The survey also shows that extensively managed gardens with many different structures and habitats are generally richer in animal and plant species and individuals than gardens with more homogeneous structures such as lawns. In terms of species diversity, family gardens are in the lead compared to domestic gardens. Example: Large-scale, but finely subdivided vegetable cultivation, as practised in community gardens, promotes pioneer species such as certain ground beetles. On the other hand, house gardens with a diverse tree vegetation attracts birds - especially in densely developed inner cities.

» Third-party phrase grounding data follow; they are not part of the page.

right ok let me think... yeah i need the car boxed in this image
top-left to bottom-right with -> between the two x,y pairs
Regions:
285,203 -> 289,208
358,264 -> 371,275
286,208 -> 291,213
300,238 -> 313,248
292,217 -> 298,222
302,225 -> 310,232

Gardens are both a social venue and an antithesis to densification

In addition to their recreational value, city gardens are places of social interaction, used not only by their tenants or owners, but also by neighbours and friends. Most gardeners receive up to ten guests over three months’ time. Robert Home of FiBL is convinced that "in the longer term, gardens will form an antithesis to densely populated neighbourhoods". "On the one hand for social reasons, because people in densely populated cities long for more peace and social contact, and on the other hand for ecological reasons, because the diversity of species and habitats in garden-rich neighbourhoods is greater than between tall houses and noisy streets."

The results of this study, financed by the Swiss National Science Foundation as part of the Sinergia programme, suggest that it would be wise to include privately cultivated areas in the cities' biodiversity strategies and concepts. These could thus benefit from the commitment of leisure gardeners. Particularly community gardens on the outskirts of the city make an important contribution to maintaining extensively cultivated green areas. If all this were taken into account in urban and spatial development, which usually leans towards densification, the quality of life in conurbations could be kept as high as possible.

 

Eight new insect species discovered

David Frey, Marco Moretti (WSL) and their colleagues investigated the biodiversity of plants and animals. They identified more than 150,000 invertebrates and detected a good 1100 animal and more than 1000 plant species. "Our data set on above-ground biodiversity is one of the largest in the world to be collected in gardens," says Frey. The average garden in the city of Zurich contains 119 plant species and 142 animal species. The researchers even found 8 insect species that have never before been recorded in Switzerland.